For intermediaries, or providers of ISSs, this means that injunctions can be ordered against them to put an end to infringements of IPRs, or possibly to prevent such infringements. It also means that businesses offering Internet access to its customers, and, under certain conditions, to the public, can profit from the liability exemptions of the E-Commerce Directive, but can be held liable for non-compliance with injunctions ordered against them.

If the CJEU decides to follow the opinion of AG Szpunar, it would, albeit only partially, retreat from its position in UPC Telekabel Wien. There it held that general non-specific injunctions against ISSs can be ordered, while maintaining the limits of injunctions by prohibiting general monitoring and filtering obligations. In this case, the Court permitted an injunction aimed at a certain outcome (blocking access to a particular website), leaving it to the service provider to find appropriate means to achieve that aim. More precise injunctions could, however, be ordered against smaller ISSs, which operate local free or easily accessible Wi-Fi networks. The scope of the injunction might therefore be conditional on the type of ISS, and the court ordering such injunction would have to assess whether appropriate measures do exist.

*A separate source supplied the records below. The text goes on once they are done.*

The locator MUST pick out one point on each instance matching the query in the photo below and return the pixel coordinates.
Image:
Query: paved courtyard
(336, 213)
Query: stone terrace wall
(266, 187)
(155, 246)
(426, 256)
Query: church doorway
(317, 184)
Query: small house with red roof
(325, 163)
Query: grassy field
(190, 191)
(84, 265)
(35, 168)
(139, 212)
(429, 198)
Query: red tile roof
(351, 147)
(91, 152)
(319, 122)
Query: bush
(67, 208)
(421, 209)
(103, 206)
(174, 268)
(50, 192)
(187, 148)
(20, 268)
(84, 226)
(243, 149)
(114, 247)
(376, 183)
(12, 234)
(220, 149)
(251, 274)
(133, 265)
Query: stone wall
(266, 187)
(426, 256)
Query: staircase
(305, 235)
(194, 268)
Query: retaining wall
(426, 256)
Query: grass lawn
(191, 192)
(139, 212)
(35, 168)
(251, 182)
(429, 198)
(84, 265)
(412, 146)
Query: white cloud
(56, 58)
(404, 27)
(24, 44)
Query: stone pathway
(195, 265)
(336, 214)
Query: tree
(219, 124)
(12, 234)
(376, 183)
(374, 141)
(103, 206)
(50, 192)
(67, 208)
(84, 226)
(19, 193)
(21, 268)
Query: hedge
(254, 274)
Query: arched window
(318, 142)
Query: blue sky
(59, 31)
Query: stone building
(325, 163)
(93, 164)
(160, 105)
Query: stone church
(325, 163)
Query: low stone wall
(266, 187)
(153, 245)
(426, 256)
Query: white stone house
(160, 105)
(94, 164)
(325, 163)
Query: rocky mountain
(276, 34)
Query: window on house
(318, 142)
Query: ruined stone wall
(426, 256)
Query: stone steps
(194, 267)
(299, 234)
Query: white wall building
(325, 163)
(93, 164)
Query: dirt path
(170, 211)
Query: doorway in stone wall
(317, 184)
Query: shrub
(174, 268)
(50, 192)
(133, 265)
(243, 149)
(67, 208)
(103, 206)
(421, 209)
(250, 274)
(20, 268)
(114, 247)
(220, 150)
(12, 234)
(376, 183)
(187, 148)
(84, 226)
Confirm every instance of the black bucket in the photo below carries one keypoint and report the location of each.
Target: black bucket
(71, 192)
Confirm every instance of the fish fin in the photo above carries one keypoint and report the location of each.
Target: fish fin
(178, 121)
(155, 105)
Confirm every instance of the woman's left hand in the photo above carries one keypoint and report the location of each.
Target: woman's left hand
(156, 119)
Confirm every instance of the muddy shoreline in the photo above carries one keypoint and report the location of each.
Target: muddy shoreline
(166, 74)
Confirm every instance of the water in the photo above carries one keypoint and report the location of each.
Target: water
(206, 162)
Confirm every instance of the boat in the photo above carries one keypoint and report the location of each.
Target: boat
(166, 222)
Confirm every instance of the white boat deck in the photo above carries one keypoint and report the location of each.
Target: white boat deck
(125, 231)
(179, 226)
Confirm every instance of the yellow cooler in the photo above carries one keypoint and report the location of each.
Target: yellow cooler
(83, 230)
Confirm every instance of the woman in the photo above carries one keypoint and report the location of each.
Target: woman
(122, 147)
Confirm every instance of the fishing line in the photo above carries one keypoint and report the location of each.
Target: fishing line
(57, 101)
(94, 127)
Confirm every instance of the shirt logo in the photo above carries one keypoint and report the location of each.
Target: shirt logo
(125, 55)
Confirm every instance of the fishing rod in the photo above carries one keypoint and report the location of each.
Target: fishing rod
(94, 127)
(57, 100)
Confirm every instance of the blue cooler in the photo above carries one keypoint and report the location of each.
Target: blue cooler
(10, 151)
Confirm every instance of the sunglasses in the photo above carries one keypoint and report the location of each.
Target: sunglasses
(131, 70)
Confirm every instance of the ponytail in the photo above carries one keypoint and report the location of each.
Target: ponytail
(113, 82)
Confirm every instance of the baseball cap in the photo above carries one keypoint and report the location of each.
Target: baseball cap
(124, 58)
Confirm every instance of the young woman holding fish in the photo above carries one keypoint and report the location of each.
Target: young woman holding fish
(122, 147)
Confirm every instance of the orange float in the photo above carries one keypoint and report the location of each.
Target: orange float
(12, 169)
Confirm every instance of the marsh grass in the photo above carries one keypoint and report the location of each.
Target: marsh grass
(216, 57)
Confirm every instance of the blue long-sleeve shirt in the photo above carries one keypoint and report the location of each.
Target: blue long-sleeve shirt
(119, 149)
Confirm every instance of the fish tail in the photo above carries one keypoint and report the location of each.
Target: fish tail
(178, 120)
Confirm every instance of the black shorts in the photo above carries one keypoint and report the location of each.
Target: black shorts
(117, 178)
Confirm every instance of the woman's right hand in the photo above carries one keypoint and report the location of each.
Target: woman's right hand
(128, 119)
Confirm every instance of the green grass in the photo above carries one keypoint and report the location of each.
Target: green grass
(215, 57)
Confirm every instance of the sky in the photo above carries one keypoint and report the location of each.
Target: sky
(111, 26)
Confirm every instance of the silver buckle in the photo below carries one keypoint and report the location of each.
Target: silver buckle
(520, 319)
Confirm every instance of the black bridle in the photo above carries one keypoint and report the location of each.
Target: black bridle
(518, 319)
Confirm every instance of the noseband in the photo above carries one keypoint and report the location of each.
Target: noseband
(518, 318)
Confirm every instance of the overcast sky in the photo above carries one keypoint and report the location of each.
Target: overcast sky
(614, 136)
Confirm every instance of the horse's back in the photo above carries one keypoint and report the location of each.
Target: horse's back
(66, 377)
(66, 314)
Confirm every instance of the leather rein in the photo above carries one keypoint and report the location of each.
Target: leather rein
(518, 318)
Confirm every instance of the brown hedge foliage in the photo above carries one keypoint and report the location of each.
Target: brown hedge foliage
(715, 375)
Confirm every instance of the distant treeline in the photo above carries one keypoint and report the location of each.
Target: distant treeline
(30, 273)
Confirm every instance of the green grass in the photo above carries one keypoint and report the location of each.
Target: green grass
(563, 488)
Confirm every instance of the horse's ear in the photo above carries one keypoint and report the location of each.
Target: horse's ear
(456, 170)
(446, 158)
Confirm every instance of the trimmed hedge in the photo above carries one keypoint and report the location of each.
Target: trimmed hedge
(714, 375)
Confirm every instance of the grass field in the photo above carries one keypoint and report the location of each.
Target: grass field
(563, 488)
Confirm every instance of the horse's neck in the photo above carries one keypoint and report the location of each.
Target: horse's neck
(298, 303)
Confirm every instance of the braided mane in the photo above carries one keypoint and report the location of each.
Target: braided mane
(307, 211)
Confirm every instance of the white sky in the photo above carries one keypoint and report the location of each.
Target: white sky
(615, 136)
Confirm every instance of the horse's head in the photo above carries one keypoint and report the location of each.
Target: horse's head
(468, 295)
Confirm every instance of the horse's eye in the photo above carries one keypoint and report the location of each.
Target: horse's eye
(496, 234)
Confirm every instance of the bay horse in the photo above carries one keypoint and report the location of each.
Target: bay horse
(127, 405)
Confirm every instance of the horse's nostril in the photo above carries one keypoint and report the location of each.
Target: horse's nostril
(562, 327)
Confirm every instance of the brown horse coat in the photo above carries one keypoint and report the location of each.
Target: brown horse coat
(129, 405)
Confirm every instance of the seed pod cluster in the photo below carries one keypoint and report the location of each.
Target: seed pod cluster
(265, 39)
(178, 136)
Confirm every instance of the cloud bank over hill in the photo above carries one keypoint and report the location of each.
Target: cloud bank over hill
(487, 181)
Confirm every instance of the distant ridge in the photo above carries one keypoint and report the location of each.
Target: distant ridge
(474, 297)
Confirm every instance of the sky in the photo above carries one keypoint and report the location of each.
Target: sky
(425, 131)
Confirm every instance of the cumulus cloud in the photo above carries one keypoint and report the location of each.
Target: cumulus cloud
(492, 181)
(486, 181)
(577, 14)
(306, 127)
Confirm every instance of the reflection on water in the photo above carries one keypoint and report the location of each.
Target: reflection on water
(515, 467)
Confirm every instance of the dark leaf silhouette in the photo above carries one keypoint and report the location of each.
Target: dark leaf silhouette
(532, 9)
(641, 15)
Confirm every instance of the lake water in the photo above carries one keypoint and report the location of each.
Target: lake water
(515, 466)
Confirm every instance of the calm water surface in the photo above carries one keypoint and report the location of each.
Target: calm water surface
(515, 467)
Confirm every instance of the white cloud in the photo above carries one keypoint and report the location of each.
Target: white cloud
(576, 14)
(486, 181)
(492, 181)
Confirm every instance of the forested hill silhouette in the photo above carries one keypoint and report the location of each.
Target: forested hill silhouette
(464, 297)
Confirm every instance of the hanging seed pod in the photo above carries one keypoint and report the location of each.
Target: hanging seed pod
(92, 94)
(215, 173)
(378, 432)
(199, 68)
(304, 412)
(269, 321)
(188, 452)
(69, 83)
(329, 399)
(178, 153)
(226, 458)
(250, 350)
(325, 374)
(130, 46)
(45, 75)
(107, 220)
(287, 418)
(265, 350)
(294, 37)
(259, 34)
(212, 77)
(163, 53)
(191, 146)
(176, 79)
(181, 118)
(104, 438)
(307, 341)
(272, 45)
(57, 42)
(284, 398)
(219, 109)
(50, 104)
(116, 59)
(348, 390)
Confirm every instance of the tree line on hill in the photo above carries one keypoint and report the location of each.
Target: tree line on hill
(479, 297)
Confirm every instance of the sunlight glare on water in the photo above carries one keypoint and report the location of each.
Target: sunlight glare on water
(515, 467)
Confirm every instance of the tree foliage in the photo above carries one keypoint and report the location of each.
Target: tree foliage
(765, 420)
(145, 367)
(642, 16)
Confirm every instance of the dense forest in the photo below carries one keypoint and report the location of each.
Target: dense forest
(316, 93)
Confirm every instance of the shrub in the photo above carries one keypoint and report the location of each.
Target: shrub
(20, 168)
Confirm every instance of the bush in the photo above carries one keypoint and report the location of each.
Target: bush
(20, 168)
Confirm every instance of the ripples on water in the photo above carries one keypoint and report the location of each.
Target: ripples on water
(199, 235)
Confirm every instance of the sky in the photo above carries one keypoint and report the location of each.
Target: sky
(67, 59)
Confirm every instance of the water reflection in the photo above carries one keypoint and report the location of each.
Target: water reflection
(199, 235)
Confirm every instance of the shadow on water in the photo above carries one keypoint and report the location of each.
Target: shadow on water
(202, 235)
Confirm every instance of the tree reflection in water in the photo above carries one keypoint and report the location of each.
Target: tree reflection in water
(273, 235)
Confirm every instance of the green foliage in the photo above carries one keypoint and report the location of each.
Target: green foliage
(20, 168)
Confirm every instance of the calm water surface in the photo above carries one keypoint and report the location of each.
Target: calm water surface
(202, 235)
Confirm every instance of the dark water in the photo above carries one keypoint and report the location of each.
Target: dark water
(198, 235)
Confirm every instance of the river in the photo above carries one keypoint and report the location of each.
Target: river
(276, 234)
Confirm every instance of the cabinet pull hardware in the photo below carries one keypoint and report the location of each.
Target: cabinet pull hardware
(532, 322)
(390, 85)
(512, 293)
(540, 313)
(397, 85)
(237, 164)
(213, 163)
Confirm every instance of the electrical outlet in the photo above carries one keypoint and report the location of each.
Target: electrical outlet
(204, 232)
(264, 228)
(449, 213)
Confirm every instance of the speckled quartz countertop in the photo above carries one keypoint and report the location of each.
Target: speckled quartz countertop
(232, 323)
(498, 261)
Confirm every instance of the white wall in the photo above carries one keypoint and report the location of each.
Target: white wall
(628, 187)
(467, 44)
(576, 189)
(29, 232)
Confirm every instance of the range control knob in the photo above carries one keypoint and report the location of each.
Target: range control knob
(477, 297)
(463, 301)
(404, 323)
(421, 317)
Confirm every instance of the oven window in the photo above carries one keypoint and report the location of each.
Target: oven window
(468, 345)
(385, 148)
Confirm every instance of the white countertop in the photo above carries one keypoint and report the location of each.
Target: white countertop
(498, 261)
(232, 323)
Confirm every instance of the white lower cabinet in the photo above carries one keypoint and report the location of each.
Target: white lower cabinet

Whereas the AG Szpunar did, all in all, not provide much guidance on the precise balancing of the freedom of expression, the freedom to conduct a business and the right to intellectual property (see also Deckmyn v Vandersteen, Ashby Donald and Others v France, Nej and Sunde Kolmisoppi v Sweden, Delphi v Estonia), his conclusion supports an outcome that favours the right to information and also the right to privacy, which he however fails to mention explicitly. But by permitting owners of businesses to operate open Wi-Fi networks ancillary to their commercial activities, without requiring them to monitor all communications through their networks, users of such networks can use them to access information without having to fear that their private data are being collected.